I have the time! Finally after having no time for over 18 months, I have the time! I also have the motivation… somewhat. I also have a little bit of confidence. Not so much in my writing, just in my willingness to share. It’s been a long time since I’ve had to actually articulate anything. I’m used to texting and being lazy with my grammar, spelling and flow of sentences.

I have very supportive friends, to whom I’m very grateful to. No one has said, “Ew God no, no one gives a shit about what you have to say!”, which is my biggest fear when doing something new. In reality I don’t think it’s my friends I’m scared of when I make my thoughts and dreams public, I think it’s the old friends and the strangers, because they have nothing to lose when they read and react to a post. They can say what ever they like with no consequence, and that is what scares me.

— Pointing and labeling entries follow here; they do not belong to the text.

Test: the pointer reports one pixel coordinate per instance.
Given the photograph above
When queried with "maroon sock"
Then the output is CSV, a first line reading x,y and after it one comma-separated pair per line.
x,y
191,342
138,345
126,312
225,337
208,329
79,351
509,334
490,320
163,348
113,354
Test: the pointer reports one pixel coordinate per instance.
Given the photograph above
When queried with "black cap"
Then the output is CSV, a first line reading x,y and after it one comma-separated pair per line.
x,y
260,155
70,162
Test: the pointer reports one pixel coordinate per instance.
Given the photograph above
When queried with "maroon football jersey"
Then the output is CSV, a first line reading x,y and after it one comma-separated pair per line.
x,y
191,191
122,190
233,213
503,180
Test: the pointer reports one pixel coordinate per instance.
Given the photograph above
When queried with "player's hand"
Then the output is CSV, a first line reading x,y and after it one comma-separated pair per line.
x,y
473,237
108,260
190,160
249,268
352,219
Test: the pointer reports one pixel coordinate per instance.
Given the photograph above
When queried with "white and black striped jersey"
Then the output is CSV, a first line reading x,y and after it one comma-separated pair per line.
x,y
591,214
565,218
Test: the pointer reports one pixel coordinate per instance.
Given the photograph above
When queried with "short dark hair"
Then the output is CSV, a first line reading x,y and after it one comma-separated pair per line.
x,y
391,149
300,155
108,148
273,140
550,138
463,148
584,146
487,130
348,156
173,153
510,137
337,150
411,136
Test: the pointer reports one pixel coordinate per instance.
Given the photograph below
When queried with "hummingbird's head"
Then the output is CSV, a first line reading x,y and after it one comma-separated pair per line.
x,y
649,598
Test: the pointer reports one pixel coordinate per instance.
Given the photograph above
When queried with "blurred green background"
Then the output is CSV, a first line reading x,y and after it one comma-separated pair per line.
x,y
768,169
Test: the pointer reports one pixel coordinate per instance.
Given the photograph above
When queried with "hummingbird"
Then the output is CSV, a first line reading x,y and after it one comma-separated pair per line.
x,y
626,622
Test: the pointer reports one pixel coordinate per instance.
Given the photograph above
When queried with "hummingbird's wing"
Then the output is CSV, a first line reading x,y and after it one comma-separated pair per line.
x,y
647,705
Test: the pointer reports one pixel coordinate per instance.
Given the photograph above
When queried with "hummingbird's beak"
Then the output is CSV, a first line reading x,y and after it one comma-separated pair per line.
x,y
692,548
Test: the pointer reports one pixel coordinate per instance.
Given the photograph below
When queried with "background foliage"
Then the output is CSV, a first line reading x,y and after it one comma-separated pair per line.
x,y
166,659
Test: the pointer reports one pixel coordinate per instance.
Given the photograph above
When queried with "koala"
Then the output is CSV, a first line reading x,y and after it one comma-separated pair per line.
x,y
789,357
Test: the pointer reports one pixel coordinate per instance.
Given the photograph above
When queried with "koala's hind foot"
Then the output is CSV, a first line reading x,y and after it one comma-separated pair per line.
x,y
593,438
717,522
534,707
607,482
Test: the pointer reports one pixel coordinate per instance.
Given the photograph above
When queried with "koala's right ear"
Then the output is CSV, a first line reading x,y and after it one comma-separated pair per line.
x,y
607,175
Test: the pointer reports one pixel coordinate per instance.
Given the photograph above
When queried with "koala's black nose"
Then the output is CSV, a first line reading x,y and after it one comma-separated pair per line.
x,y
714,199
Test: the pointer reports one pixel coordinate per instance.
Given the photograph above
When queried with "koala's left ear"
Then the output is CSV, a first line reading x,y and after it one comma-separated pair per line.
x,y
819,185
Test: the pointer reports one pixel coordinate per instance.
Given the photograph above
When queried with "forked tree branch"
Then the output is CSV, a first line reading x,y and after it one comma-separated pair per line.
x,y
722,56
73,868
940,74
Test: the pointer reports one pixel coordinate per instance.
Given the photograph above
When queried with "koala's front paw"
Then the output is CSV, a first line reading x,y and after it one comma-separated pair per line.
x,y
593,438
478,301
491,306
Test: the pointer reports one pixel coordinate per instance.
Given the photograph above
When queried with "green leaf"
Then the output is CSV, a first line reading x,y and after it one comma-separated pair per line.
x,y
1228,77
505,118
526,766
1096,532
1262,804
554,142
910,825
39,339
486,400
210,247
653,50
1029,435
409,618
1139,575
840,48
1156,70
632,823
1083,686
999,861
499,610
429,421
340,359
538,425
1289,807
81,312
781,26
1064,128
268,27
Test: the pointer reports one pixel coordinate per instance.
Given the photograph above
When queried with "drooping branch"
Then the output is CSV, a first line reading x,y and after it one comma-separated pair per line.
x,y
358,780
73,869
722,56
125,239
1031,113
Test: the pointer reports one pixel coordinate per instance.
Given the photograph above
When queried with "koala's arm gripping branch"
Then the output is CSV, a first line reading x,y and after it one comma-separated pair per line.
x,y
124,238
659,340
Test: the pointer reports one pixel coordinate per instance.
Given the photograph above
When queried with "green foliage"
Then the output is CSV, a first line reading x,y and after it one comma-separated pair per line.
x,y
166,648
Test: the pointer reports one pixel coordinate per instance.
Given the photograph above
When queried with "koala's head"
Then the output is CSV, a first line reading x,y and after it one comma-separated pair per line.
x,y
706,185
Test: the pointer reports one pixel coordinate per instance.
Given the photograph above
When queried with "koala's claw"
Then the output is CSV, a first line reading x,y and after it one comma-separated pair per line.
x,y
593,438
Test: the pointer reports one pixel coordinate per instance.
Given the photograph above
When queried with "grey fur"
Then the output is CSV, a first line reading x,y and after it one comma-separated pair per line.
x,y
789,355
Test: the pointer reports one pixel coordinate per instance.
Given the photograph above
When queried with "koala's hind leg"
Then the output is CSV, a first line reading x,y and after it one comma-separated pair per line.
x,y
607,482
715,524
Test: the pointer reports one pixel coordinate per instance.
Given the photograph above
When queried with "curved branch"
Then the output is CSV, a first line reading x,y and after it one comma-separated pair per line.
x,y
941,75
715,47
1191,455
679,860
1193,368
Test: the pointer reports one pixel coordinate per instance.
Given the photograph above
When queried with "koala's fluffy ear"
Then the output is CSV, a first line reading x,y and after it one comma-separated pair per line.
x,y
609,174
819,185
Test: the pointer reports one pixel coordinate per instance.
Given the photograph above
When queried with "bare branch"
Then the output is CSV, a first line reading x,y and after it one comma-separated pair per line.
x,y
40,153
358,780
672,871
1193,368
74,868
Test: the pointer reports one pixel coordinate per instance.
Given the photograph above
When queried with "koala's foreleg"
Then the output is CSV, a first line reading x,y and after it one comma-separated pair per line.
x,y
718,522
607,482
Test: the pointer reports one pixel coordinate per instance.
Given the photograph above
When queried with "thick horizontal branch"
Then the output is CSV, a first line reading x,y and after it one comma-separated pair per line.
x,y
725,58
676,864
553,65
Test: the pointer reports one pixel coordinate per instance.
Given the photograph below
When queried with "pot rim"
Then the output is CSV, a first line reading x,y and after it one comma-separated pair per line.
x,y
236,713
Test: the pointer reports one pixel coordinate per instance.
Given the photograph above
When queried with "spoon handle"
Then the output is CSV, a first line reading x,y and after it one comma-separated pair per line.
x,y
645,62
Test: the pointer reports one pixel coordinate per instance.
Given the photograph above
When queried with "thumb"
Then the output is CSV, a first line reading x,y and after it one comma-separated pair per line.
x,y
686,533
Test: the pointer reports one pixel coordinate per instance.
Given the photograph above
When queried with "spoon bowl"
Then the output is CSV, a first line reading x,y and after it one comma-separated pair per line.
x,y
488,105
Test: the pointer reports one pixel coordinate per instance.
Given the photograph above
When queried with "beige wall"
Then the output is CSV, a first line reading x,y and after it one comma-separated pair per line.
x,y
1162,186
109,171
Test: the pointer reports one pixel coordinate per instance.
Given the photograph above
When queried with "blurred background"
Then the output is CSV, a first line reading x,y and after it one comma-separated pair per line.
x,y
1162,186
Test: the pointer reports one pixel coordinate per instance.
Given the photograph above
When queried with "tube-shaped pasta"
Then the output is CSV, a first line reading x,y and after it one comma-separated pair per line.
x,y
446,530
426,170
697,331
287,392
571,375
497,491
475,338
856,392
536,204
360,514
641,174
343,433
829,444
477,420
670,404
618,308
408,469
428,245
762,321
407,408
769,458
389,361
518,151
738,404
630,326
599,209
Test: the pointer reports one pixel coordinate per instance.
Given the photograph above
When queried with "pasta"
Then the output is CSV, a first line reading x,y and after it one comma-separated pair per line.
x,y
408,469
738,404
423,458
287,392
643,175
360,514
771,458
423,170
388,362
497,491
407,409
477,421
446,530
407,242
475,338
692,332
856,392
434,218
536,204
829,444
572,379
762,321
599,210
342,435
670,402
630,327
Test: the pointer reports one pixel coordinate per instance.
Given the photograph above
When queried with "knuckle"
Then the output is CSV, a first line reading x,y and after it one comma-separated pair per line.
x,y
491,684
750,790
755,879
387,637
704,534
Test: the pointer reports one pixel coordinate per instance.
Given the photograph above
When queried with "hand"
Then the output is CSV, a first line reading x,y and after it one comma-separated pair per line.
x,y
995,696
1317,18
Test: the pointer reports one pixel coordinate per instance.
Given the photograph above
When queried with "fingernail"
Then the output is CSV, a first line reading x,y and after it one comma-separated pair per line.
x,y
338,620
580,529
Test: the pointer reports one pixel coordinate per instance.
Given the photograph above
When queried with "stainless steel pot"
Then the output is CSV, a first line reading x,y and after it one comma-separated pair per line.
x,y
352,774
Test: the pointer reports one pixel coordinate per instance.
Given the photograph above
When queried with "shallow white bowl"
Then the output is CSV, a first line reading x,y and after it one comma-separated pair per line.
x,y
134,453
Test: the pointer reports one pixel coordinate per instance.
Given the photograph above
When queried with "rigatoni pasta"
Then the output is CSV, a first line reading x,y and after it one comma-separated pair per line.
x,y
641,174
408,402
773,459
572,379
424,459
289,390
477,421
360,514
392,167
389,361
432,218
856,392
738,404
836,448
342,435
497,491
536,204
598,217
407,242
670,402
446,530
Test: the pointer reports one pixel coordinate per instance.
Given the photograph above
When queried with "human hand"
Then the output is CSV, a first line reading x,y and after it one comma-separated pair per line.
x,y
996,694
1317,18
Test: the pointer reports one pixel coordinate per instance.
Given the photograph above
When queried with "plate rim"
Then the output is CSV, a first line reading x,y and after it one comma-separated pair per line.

I have to keep reminding myself that this is for me, and when I start writing for others, that’s when I need to stop. I want to commit to one blog post a week, on subjects that I’m drawn to at that time. But to be honest I’m not sure how consistent I can be, but I want to make it a goal of mine. If I was to categorise this blog page i would call it a “Lifestyle Blog”, because I feel that’s a broad category, and I’m a broad person.

I want to share my thoughts because I want to see if anyone else feels the same way! I love connecting with people, and I feel like when you become a mother you become so disconnected because your life is feeding, changing and comforting a tiny human.  You forget about the other people because this tiny human consumes your life.

Baby Boomers love to say, “Welcome to motherhood.” in an incredibly condescending tone, that makes you feel inadequate…So i thought that this was it, for the rest of my life I was going to feel disconnected. I’m only just now realising that it doesn’t have to be that way!

What I’m trying to say is, I neeeeed this to help me connect, not just with others, but with myself!